Documentation ¶
Overview ¶
Package odbc provides a DataSource which reads data from an ODBC connection. Rows will be assigned to workers according to provided configuration parameters, dividing the total row count into equal-sized partitions via LIMIT/OFFSET.
Only a subset of Sif ColumnTypes are supported by this DataSource, corresponding to the sql.NullX types provided by the Go sql package.

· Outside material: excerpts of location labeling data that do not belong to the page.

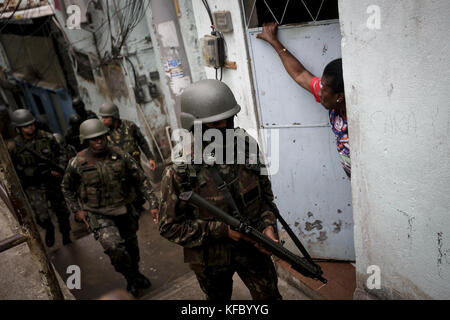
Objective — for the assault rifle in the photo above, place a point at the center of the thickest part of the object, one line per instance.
(302, 265)
(53, 165)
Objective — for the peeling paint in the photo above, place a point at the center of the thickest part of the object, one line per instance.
(323, 236)
(316, 225)
(337, 226)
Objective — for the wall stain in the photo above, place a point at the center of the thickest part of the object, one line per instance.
(323, 236)
(337, 226)
(316, 225)
(410, 222)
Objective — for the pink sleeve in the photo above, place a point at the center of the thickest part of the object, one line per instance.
(316, 84)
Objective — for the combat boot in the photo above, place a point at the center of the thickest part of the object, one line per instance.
(49, 235)
(66, 238)
(132, 286)
(142, 281)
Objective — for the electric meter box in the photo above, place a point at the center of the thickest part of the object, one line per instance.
(213, 48)
(222, 21)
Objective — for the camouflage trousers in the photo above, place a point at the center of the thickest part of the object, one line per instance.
(256, 270)
(117, 235)
(39, 196)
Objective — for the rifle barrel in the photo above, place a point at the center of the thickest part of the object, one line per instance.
(298, 263)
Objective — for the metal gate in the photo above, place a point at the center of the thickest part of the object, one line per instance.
(312, 190)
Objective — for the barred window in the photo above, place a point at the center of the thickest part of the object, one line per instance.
(286, 12)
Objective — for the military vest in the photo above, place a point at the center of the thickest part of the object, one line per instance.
(243, 183)
(123, 137)
(103, 182)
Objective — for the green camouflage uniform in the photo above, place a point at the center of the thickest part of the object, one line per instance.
(129, 138)
(101, 187)
(212, 255)
(37, 181)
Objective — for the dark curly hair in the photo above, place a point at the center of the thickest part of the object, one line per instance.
(333, 73)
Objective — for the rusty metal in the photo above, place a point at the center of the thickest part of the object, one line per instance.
(24, 211)
(12, 242)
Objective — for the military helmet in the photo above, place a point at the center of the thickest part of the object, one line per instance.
(75, 119)
(77, 101)
(109, 110)
(92, 128)
(207, 101)
(22, 118)
(58, 137)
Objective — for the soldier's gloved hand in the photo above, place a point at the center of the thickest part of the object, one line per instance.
(155, 215)
(269, 32)
(237, 236)
(81, 216)
(270, 233)
(152, 164)
(56, 174)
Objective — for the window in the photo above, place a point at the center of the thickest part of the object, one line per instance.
(286, 12)
(84, 68)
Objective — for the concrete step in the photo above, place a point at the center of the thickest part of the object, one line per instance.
(187, 288)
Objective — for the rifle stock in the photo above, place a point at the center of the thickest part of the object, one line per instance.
(299, 264)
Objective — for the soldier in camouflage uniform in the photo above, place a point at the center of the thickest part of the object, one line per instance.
(80, 108)
(39, 180)
(213, 250)
(127, 136)
(72, 136)
(97, 189)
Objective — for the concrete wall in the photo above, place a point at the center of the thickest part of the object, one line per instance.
(141, 52)
(240, 80)
(396, 81)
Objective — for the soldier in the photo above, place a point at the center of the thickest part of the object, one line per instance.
(127, 136)
(6, 128)
(39, 178)
(97, 189)
(80, 108)
(213, 250)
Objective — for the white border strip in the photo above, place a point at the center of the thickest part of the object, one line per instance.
(32, 13)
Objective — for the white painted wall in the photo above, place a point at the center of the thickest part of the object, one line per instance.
(238, 80)
(397, 85)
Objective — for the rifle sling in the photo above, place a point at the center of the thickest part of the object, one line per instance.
(223, 188)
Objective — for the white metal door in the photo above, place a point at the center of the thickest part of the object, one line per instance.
(312, 190)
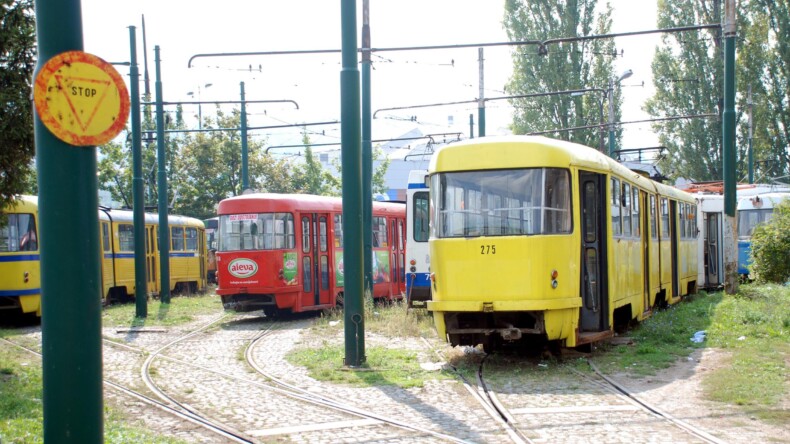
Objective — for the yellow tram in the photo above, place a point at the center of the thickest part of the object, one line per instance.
(20, 271)
(534, 239)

The odbc DataSource utilizes github.com/alexbrainman/odbc under the hood, and requires an appropriately configured ODBC environment and driver. Configuration information can be found at https://github.com/alexbrainman/odbc/wiki. In a Linux environment, installing unixODBC and the corresponding development package [unixODBC-devel (dnf) or unixodbc-dev (apt)], along with an ODBC driver, is typically sufficient setup to utilize this package.
Index ¶
Examples ¶
Constants ¶
This section is empty.
Variables ¶
This section is empty.
Functions ¶
func CreateDataFrame ¶
func CreateDataFrame(conf *DataSourceConf, schema sif.Schema) sif.DataFrame
CreateDataFrame is a factory for DataSources
Example (Mariadb) ¶
package main import ( "fmt" "github.com/go-sif/sif/coltype" "github.com/go-sif/sif/datasource/odbc" "github.com/go-sif/sif/schema" ) func main() { // The provided Schema should correspond to column names in the // underlying database table. Only columns in this Schema will be // SELECTed from the underlying table. columnA := coltype.String("columnA", 32) columnB := coltype.Int16("columnB") schema, err := schema.CreateSchema(columnA, columnB) if err != nil { panic(err) } // Configure with an ODBC connection string, // along with a table name and maximum Partition size. // "driver" name should correspond to the name found // in square brackets in /etc/odbcinst.ini // Configuration options can be found here: https://mariadb.com/kb/en/creating-a-data-source-with-mariadb-connectorodbc/ conn := fmt.Sprintf("driver=MariaDB;server=%s;database=%s;user=%s;password=%s;", "localhost", "db", "root", "password") conf := &odbc.DataSourceConf{ DataSourceName: conn, TableName: "taxi_one_day", PartitionSize: 1024 * 10, } odbc.CreateDataFrame(conf, schema) // returns a usable DataFrame }
Output:
Example (Sqlite) ¶
package main import ( "fmt" "github.com/go-sif/sif/coltype" "github.com/go-sif/sif/datasource/odbc" "github.com/go-sif/sif/schema" ) func main() { // The provided Schema should correspond to column names in the // underlying database table. Only columns in this Schema will be // SELECTed from the underlying table. columnA := coltype.String("columnA", 32) columnB := coltype.Int16("columnB") schema, err := schema.CreateSchema(columnA, columnB) if err != nil { panic(err) } // Configure with an ODBC connection string, // along with a table name and maximum Partition size. // "driver" name should correspond to the name found // in square brackets in /etc/odbcinst.ini conn := fmt.Sprintf("driver=SQLITE3;database=%s;", "path/to/database.sqlite3") conf := &odbc.DataSourceConf{ DataSourceName: conn, TableName: "taxi_one_day", PartitionSize: 1024 * 10, } odbc.CreateDataFrame(conf, schema) // returns a usable DataFrame }
Output:
Types ¶
type DataSource ¶
type DataSource struct {
// contains filtered or unexported fields
}
DataSource an ODBC connection which will supply data to be manipulated by a DataFrame
func (*DataSource) Analyze ¶
func (ds *DataSource) Analyze() (sif.PartitionMap, error)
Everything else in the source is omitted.